Ésta era la reconocida capacidad del maestro para reconvertir en problema arquitectónico cualquier sugerencia externa, pero también de incorporar toda la materia de los sueños históricos de la arquitectura. De hacernos entender que todo proyecto tiene su antecedente en los otros proyectos que ya fueron pensados.

Es muy difícil trasladar a las nuevas generaciones de estudiantes la elusiva y misteriosa persuasión que emanaba de su discurso, siempre polémico. Así sucede siempre cuando el personaje se confunde con la persona, eliminando esa frontera entre el poseer y ser la verdad.

No sólo era que aquellas primeras obras míticas, el santuario de Arantzazu y el edificio de Torres Blancas (aquel esqueleto orgánico que nunca llegó a ser blanco), constituyeran nuestro inicial imaginario moderno. Era la capacidad de hipnosis que emanaba de su argumentación, siempre improvisada, la que nos hacía sospechar la dimensión intelectual de su arquitectura. De todas las arquitecturas.

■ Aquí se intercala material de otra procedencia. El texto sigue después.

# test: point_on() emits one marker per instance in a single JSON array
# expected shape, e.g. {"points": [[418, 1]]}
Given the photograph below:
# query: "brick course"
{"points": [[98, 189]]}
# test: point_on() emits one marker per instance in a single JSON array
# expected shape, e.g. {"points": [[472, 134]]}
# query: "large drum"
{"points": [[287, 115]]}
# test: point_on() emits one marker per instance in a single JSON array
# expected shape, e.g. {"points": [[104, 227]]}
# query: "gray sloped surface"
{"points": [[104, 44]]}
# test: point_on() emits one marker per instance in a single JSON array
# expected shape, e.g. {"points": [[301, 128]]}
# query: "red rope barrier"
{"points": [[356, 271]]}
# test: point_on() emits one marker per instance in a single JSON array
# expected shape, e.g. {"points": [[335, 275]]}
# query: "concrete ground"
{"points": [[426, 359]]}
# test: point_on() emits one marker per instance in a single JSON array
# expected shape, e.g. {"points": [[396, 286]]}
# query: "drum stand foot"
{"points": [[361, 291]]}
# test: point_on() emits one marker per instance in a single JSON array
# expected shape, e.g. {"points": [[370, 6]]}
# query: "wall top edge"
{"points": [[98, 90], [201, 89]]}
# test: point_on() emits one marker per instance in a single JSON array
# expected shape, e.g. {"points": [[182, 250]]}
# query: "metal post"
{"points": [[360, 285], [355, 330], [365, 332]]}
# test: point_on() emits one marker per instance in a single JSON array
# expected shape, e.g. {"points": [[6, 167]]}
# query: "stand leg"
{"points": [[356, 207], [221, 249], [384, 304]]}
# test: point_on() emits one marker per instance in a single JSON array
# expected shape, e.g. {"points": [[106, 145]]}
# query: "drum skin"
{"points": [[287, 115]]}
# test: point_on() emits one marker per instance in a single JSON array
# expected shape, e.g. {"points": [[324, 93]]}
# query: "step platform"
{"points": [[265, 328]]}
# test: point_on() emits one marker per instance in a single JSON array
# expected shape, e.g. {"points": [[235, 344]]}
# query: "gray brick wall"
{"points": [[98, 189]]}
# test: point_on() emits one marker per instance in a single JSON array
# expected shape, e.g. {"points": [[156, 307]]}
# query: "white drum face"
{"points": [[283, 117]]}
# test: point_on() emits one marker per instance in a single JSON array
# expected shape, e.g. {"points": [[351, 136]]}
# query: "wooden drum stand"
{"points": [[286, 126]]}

Fuimos sus anteriores alumnos, y sus antiguos colaboradores, los que un día, en el año 1981, decidimos que Sáenz de Oiza tenía que ser el director de la Escuela, en el entendimiento de que no se trataba de un homenaje al reconocido maestro, ni siquiera la definitiva oportunidad de incorporarlo, de manera definitiva, a la propia historia del centro. Quizás, más bien, la garantía de que así nos reconocíamos a nosotros mismos en la posibilidad de elegir un modelo sólido para nuestras propias experiencias.

Sé que, a partir de mañana, cuando vuelva a sentarme, de forma reiterada, en el mismo despacho que él ocupó durante una serie de años, importantes para la actual proyección de la Escuela de Arquitectura de Madrid, me sentiré intruso de aquel espacio que Oiza ha ocupado de forma definitiva.

Juan Miguel Hernández León es director de la Escuela Técnica Superior de Arquitectura de Madrid.